The saving grace of seventh grade | Teen Ink

The saving grace of seventh grade

September 20, 2015
By ameliagetahunhawkins BRONZE, Bethesda, Maryland
ameliagetahunhawkins BRONZE, Bethesda, Maryland
2 articles 0 photos 0 comments

Alright


So we lay passive on the hill making friends with ants


[Thinking back on it now, the air smelled like the stale feeling of Boxing Day after a month of pre-Christmas hype]


And he’s entertaining himself by tracing the outline of my Jellyfish Scar with the sharp sword point of a piece of grass. I don’t laugh or shiver—it’s too warm and my water bottle has decided of its own accord to take a trip down the hill and into the lake (“bye forever, I guess”)


His watch yells at me in bright blue flashes: Jun-20 16:27:19, and he knows that soon it will be time for me to swallow two little pills (“I hate being sick, it’s like being forced to do your daily activities with the underwire of your bra poking you and not being able to adjust it”)

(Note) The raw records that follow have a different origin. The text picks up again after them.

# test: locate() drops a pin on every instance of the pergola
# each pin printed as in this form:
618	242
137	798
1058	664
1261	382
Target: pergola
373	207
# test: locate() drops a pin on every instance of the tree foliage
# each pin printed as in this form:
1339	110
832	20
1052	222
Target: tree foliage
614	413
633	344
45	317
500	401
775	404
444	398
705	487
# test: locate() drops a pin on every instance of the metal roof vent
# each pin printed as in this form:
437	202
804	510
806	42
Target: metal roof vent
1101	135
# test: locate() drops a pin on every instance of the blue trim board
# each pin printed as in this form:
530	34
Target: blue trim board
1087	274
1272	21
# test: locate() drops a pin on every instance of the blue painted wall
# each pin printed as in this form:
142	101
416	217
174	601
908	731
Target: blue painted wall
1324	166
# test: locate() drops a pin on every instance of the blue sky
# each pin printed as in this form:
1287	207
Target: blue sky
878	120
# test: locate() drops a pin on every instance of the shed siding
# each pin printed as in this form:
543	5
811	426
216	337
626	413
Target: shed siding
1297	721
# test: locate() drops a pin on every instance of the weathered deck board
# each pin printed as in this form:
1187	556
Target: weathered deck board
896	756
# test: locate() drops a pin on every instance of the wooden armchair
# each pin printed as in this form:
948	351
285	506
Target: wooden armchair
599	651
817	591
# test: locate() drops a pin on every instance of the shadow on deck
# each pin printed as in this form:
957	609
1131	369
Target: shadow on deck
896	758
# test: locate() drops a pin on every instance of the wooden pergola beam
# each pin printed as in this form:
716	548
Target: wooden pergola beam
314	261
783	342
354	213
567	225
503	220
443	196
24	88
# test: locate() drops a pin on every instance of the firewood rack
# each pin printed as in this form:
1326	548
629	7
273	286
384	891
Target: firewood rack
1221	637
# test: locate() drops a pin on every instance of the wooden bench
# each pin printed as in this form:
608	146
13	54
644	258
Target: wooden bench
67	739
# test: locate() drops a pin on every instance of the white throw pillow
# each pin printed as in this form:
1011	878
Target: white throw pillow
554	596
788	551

And he’s wearing the shirt that I’ve already suggested he throw out, but I really like his smile today.

 

 

I dislike talking to him because it makes me realize how little time I’ve spent thinking about things like why the earth rotates one way and not the other,


But I like it because we can repeat the same three-word sentences for up to twenty-four minutes at a time without getting bored because I keep finding new meanings in the baby spaces between the letters


[I remember that later our thoughts turned to in-depth discussions on the correct way to pronounce the word “dandelion”]


When a bee falls off the nearest daisy, I cough; he falters and a concerned and significant look is tossed in my general direction. I brush it off—we have three hours left and I don’t want my mother to be the first person I call with my brand-new Nokia (“I’m not lame, I have other friends”)


We try our best to keep hidden from the scorching sun using hats made of our sticky palms, but apparently there is no way to escape a beating since Helios has decided we have somehow failed him (“haha, it’s actually Apollo” “shut up, you haven’t even read the new Percy Jackson”)


I really want to try writing a limerick together, but he’s suddenly lost the ability to form coherent sentences or to fit his lips around the shape of a word, so he is watching over my shoulder as I write


And he informs me that h-a-r-t a-t-t-a-c-k is most certainly not spelled that way, but I like the way it burns my retina.